At least 20 other states have passed laws restricting transgender people from using the bathroom of their identified gender in at least some public buildings since 2020, according to the Movement Advancement Project, a Colorado-based LGBTQ+ think tank.
Substantial questions linger about how the bills would work in practice. The bills don’t dictate who would be responsible for enforcing the rules or any penalties for violating them. That has drawn some derision from Democratic critics who don’t view the legislation as a serious attempt at changing policy.
That’s in part because the legislation has little hope of advancing under the Democrat-controlled Senate, like many other party-line votes taken by both chambers in the divided legislature this year.
At the center of the divisions are tensions between the ideas of sex and gender identity, and whether transgender Michiganders should be accepted in society for their identities.
“Gender is not sex, yet those in opposition with this legislation conflate these concepts,” said Rep. Brad Paquette, a Niles Republican who has long been vocal in his opposition to transgender rights initiatives.
Democrats opposed to the legislation, like Rep. Helena Scott of Detroit, contend the legislation would violate the state’s Elliott-Larsen Civil Rights Act, which lawmakers expanded in 2023 to ban discrimination against Michiganders on the basis of gender identity.
Scott said enforcement of the proposal would be “close to impossible” and called it “nothing more than a distraction.”
Michigan Gov. Gretchen Whitmer, a Democrat who signed the expanded nondiscrimination law two years ago, said Thursday afternoon that she “will always stand with the LGBTQ+ community” without referencing the legislation.
Equality Michigan, the state’s largest LGBTQ+ advocacy group, argued the House GOP proposal is “rooted in bias against trans people that goes against Michigan values of fairness and equality.”

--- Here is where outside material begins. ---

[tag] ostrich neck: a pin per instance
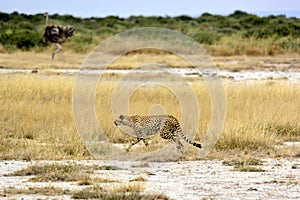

“While they’re obsessing over bathroom policies, Michigan families need them focused on funding our schools and making the economy work,” Executive Director Erin Knott said in a statement, referencing an ongoing budget impasse and prospect of a looming government shutdown.
Private schools would not be subject to the rule. The American Civil Liberties Union previously told Bridge Michigan the state should expect a lawsuit if the legislation was enacted into law.
In a previous interview with Bridge, Fox said the Bible was his guidance for the legislation. While the Democratic-led Senate is not expected to take up the bill, Republicans are “practicing for when we take control of the Senate and the governor’s seat,” he said, referencing 2026 elections.
Speaking on the House floor Thursday, Fox called the proposal “creation-rooted” legislation.
The legislation is not the first House bill to target transgender schoolchildren this term. A bill advanced earlier this year would ban transgender girls from participating in girls’ high school sports. It too passed in a party-line vote.